1981年、まだ日本では「インディーズ」という言葉も使われていなかった頃の「自主制作」盤。これの再発盤がデイリーとはいえ1位になった理由にはいくつかあるわけです。

  • 遠藤ミチロウの活動での初のオリジナル・アルバムにして、1981年のオリジナル・リリースとその直後の追加プレスの約3,000枚以外今に至るまで正規の再リリースがなかったこと
  • 歌詞等の内容が内容なので、ストリーミングには解禁されず、CDのみでのリリースであったこと
  • 再リリース日は7月1日ですが、そもそもCD販売に力を入れるミュージシャンももう多くなく、現状でCDでアルバムを買う層はそのミュージシャンの熱烈なファンが多くその販売数がフラゲ日に偏る一方、THE STALINを買う人は年寄りが多いので、フラゲ日に頑張る人もさほど多くなく、結果として日曜日に買った人が多かったこと

それでも、確かオリコンチャートに入った初めてのインディーズのレコードが1985年リリースの有頂天の「心の旅」。ネットのあちこちで「100位以内」って書いてありますが、確か300位まで算出していたフルチャートの200位台だったような記憶。それでも当時は「すごいすごい」という感じになっていて。そりゃNHKもインディーズの特集番組を組みます。
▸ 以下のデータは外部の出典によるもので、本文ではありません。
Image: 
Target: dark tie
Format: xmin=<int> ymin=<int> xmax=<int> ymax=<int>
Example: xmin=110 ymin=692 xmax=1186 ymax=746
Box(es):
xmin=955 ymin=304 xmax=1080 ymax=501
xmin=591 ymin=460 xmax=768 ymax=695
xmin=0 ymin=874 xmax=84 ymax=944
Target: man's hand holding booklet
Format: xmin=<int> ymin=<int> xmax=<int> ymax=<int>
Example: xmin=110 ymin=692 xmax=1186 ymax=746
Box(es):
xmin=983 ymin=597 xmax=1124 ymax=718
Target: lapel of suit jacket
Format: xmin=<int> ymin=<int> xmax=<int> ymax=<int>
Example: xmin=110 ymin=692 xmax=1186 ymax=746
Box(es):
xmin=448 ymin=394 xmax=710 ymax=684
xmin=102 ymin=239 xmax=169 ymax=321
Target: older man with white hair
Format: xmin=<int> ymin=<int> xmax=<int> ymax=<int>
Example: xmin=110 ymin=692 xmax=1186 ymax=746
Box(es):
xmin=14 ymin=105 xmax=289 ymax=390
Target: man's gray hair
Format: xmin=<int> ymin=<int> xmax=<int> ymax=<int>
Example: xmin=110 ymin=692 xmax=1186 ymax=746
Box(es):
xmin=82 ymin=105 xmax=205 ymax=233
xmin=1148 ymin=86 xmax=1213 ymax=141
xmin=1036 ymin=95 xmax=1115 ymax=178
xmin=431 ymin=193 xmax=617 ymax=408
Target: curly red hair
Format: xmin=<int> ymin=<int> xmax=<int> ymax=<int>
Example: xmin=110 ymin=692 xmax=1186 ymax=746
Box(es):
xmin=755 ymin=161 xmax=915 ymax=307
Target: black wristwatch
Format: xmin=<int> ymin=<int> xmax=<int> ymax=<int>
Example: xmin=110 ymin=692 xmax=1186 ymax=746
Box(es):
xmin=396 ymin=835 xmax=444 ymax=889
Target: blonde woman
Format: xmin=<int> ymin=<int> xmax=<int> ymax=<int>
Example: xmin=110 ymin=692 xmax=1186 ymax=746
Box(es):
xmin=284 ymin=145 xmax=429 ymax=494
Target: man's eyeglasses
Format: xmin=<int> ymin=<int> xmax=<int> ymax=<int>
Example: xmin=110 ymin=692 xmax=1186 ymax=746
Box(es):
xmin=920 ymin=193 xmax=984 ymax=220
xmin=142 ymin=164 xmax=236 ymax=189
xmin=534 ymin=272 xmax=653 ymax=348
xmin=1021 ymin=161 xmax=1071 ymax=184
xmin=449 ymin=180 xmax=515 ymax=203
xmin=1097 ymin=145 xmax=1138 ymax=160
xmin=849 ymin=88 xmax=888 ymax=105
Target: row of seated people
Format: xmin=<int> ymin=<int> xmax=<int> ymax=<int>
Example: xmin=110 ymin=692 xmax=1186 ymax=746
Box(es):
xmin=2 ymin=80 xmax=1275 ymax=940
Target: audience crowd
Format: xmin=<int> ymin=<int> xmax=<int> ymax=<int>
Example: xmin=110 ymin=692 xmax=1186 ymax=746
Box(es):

それが今やもはやCDチャートの意味が失われつつある時代、そしてSONYから離れた奥田民生が普通にインディーズチャートに入っていたり、「インディーズ」の枠組も当時とは随分変わりました。
そういう時期を経て、年寄り待望の、コテコテの「自主制作」時代の再発アルバムがインディーズでないCDチャートの1位になる時代。

これも「CD時代の終わり」を告げる象徴的な出来事のひとつ、ということになるのでしょうか。

横にそれると、有頂天はじめとするナゴム勢って、結果として他のインディーズとは異なる異質なムーブメントになっていて、私も大好きでしたが、今振り返ると、遠藤ミチロウとかハナタラシなんか話を聞くだけで恐ろしすぎて近づけないし、パンク勢でもまだまだ怖い、でも世の中の売れ線ではなく何か「尖った音楽」を好きでいたい、という当時の自分のような人間にとってとても都合のよい存在だったのだなあ、と今客観的に思います。
そういう存在だからこそ「ナゴムギャル」的なのが出てくるわけですよ。自分は納得している。